Germany, UK Discuss Future Of GM Europe

BERLIN (AP) -- German and British economy ministers met Thursday to discuss ways to save General Motors Corp.'s European assets, including examining new bids, in case a deal with Canadian car parts maker Magna International Inc. falls through.

German Economy Minister Karl-Theodor zu Guttenberg told reporters the government only has a memorandum of understanding from Magna to acquire GM unit Adam Opel GmbH -- which includes Britain's Vauxhall -- and is still talking with other bidders.

Germany is in contact with a Chinese investor that came forward in the last two weeks, Guttenberg said, despite ongoing negotiations between the government, Magna and GM.

Guttenberg didn't name the Chinese investor. Last month, Beijing Automotive Industry Corp. had submitted a bid for Opel, but then retracted it.

"The government is handling the negotiations so that they will lead to success," he said.

Guttenberg said Germany would also cooperate with other European governments during the negotiation, particularly Britain, where Opel's sister brand Vauxhall is based.

"It's very necessary that our governments keep in close and direct contact on the future of our car manufacturers and the ties between Vauxhall and Opel and that we include other European members when it comes to the next steps to take," Guttenberg said.

Job preservation in Germany was a cornerstone of the plan put forward by Magna and Russia's Sberbank to acquire Opel and Vauxhall. British Business Secretary Peter Mandelson is also keen to save jobs at Vauxhall plants in Britain.

"We are together committed to creating a commercially successful and viable car manufacturing company based in Europe, able to compete globally, and we are prepared to advance this objective and underpin it financially, but on terms that must be acceptable to us," Mandelson told reporters.

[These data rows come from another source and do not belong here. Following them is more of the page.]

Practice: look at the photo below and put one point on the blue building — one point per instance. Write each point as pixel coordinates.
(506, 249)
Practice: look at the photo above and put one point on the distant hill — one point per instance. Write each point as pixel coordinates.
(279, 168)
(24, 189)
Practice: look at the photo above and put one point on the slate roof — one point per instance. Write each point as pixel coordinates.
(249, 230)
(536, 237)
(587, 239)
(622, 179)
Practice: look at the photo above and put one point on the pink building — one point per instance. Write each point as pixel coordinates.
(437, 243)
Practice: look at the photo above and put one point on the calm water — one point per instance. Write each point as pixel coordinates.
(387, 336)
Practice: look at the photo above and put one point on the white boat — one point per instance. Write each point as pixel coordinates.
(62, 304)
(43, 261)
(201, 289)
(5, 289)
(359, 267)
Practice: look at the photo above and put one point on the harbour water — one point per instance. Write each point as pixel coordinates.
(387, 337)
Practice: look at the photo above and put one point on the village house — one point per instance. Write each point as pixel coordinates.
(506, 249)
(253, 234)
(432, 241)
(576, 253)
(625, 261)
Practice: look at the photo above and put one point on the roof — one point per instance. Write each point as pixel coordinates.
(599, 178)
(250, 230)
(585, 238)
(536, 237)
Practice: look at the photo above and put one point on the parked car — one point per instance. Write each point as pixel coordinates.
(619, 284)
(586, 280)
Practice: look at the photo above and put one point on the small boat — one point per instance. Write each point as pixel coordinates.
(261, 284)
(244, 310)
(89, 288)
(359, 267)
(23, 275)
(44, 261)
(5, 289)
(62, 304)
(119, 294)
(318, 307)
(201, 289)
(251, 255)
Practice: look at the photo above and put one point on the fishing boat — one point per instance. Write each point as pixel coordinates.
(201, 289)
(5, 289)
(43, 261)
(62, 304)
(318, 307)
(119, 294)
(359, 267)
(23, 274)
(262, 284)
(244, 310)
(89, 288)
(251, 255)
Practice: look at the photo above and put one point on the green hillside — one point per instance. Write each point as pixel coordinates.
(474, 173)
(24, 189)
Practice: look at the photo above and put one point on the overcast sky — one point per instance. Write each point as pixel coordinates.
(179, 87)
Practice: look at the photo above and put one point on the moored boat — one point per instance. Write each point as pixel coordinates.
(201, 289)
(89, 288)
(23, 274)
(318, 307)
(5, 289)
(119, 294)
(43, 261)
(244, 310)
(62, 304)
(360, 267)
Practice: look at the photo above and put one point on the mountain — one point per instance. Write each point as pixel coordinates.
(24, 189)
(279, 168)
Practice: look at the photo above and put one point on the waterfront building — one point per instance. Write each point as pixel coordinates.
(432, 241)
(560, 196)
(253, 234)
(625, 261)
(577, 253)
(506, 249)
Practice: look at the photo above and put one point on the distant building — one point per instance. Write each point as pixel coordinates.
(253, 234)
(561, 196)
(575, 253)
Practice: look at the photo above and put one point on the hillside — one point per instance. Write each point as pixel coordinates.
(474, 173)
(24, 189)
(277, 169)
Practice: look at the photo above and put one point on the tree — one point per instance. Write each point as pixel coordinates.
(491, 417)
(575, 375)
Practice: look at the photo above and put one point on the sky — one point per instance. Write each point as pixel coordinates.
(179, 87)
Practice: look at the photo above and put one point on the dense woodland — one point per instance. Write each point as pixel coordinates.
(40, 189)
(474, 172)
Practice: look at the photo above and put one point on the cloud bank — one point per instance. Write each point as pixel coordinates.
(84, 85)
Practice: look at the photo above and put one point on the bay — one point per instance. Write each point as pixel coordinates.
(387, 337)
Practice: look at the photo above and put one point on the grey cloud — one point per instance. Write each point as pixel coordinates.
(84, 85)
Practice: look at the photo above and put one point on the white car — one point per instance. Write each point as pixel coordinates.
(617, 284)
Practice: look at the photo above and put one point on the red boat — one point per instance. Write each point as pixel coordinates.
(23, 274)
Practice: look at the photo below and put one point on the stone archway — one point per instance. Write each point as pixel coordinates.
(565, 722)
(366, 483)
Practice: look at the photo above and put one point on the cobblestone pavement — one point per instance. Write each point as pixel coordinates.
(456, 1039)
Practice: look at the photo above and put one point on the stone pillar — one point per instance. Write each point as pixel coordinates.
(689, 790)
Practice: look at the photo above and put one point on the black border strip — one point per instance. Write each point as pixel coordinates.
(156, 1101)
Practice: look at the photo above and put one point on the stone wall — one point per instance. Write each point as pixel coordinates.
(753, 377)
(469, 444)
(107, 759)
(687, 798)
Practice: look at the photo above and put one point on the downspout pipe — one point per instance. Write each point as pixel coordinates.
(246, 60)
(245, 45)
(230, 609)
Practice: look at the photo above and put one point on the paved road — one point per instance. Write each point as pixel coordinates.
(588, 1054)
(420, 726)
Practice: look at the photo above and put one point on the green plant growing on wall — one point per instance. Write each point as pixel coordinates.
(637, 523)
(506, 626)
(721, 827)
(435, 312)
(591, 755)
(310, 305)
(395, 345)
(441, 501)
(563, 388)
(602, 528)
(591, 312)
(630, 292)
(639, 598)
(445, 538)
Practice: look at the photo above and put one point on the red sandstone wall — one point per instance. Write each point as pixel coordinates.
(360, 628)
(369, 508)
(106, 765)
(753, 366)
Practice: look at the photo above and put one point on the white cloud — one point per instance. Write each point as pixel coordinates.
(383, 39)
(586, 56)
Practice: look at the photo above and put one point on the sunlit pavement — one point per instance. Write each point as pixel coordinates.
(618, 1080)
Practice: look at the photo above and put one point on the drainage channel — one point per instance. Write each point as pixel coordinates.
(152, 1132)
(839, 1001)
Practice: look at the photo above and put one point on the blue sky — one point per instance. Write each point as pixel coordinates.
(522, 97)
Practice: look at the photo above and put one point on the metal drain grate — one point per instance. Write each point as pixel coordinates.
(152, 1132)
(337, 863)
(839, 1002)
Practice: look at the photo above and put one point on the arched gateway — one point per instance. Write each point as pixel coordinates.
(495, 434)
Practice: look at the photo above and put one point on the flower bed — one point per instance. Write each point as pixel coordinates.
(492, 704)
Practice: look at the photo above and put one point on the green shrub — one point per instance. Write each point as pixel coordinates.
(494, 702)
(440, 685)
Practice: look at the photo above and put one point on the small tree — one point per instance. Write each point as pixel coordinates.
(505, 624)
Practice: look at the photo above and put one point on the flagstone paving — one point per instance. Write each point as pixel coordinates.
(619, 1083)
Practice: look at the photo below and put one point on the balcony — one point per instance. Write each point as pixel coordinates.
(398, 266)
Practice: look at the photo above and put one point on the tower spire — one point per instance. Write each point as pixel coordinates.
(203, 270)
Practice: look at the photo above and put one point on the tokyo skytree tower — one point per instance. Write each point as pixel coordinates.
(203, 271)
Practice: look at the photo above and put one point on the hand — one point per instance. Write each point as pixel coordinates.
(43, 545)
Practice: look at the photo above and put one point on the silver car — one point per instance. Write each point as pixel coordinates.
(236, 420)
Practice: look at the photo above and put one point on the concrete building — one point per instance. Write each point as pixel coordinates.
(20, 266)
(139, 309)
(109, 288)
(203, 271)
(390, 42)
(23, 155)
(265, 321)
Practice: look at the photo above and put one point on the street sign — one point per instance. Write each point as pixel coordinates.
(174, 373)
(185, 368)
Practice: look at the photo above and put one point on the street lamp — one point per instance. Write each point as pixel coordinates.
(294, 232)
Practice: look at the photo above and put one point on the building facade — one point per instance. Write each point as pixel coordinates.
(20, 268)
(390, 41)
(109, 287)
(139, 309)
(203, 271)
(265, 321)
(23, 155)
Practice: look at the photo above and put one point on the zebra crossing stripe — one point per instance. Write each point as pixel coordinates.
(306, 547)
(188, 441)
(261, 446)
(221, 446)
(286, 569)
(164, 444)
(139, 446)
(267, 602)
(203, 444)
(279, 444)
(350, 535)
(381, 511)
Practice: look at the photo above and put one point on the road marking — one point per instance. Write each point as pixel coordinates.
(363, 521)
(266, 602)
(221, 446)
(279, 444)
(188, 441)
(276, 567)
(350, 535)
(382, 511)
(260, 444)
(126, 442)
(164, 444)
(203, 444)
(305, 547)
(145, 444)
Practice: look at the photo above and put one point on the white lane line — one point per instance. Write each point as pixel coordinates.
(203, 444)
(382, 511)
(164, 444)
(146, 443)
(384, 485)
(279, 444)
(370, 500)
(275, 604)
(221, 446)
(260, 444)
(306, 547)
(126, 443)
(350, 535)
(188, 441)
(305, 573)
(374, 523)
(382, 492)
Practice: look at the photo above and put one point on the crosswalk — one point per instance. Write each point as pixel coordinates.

He said any decision must be based on common commercial criteria, and must be acceptable to the European Commission.

"It is impossible to predict conclusively if the memorandum of understanding that we have now will translate into final agreement. We hope it will. But we also have to keep our mind open to alternatives if that memorandum of understanding does not convert into a final agreement. We are agreed on that," Mandelson said.